After Johnston left, Crites devoted his time to the job full time.
"The idea of being a chaplain was to interact with the officers to help them cope with their issues," said Crites.
As chaplain, Crites has helped officers come to peace with their issues. There were times when he would talk to officers who were injured in the line of duty or injured to the point where they thought they would never return to work. Crites, with his ever-calm demeanor, would do his very best to help them get back on their feet and heal. But one incident greatly affected the chaplain and it was one that didn't involve a cop. It involved a little girl whose parents died in a murder-suicide.
The chaplain received a call from the watch commander that they brought in a little girl who was in the sixth grade. The girl had run to her neighbors after she witnessed her father shoot and kill her mother. The father reloaded his gun and tried to find the girl, but could not. The father ended up shooting himself.
"My job as chaplain was to tell her that her parents had died," Crites said.
He had learned that the girl and her parents immigrated from Pakistan to the United States. As Crites told the victim the horrible news, she told him that she did not want to grow up an orphan.
"That, to me, was the most heart-wrenching moment I've had while working in the chaplain ministry," he said.
In addition, along with the emotion and the hardship that Crites had seen through the people he helped, being the police chaplain was often a busy job. He was the sole chaplain counseling police workers and people of the community. It was then that he was responsible for expanding the chaplaincy to include ministries of other faiths and religions.
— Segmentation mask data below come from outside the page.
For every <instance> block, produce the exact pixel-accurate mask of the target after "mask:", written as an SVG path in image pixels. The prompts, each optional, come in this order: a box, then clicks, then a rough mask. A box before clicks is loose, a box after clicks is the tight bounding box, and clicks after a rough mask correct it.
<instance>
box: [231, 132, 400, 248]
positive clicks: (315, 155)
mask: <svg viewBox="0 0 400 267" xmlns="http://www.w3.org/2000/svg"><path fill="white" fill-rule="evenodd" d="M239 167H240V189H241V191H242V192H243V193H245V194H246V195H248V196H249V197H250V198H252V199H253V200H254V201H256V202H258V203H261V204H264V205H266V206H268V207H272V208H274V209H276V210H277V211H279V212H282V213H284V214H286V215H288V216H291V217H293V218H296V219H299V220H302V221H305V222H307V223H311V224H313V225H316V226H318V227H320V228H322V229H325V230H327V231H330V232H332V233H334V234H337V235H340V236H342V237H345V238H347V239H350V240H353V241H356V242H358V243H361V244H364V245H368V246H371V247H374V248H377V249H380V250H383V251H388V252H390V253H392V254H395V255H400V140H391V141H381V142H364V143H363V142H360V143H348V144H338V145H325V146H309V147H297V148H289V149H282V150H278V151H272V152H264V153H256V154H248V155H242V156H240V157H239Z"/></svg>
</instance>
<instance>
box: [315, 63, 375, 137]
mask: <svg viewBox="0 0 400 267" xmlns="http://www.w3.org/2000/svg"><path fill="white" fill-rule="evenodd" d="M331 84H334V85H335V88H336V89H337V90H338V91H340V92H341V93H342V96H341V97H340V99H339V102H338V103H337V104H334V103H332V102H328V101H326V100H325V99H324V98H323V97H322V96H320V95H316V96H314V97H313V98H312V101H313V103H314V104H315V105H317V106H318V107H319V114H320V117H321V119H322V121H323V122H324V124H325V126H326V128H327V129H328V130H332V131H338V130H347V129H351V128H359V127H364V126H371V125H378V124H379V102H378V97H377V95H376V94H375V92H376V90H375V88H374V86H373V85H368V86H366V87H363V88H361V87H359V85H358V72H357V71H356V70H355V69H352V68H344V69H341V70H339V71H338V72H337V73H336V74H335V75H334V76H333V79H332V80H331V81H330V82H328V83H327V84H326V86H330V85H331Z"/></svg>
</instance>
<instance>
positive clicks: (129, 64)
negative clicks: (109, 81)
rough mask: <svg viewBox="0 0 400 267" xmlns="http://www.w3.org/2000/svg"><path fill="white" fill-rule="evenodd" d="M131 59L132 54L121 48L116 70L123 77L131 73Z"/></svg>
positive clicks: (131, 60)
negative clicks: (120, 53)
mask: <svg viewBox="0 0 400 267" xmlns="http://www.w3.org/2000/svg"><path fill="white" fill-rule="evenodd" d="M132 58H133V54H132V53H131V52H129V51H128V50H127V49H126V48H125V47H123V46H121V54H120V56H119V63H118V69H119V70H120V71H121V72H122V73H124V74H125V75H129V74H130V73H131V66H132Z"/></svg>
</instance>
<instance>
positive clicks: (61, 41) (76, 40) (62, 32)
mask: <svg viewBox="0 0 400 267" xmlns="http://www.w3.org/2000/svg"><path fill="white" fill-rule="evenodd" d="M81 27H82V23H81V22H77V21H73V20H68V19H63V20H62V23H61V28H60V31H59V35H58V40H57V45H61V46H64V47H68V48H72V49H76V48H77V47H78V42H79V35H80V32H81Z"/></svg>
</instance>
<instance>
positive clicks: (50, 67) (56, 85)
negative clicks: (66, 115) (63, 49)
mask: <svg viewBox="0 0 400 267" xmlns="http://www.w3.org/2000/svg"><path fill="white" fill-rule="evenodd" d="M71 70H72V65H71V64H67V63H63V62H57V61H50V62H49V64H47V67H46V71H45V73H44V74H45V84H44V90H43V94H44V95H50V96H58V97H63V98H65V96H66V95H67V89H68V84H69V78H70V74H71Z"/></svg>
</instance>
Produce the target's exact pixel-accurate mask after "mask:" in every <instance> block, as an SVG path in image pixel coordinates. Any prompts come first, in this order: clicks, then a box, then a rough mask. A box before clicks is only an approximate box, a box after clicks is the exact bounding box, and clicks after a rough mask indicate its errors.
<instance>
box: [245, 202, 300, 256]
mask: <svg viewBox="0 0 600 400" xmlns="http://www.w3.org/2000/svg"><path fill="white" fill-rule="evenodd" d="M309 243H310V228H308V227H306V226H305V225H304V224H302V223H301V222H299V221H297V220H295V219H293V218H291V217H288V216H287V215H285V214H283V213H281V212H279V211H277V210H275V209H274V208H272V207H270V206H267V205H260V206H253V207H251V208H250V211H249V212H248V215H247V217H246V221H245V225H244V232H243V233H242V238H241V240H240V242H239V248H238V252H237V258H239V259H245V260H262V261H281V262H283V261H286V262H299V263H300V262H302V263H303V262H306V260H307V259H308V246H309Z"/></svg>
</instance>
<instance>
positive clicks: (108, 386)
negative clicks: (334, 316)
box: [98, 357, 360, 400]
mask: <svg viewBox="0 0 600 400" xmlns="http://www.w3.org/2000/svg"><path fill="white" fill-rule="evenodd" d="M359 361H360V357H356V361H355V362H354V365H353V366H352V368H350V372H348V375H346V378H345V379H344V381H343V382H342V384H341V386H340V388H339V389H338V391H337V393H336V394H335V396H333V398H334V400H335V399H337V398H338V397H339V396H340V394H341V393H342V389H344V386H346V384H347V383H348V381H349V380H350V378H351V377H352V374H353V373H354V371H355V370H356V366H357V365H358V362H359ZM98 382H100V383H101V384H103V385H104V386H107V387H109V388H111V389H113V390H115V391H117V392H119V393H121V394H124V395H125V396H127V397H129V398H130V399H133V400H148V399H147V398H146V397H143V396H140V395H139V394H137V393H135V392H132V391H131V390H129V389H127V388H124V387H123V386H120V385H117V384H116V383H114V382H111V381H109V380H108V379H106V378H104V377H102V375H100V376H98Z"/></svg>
In an e-mail, Santa Monica Department Police Chief Jacqueline Seabrooks wrote that the "Chaplain Program is one of several options we have for addressing our community's need and desire for guidance and comfort, particularly during difficult times." The chief also commented that Crites has "unselfishly volunteered his time in service of this community and our police department" and that "his quiet professionalism, dedicated service, and humbleness are testaments to his faith."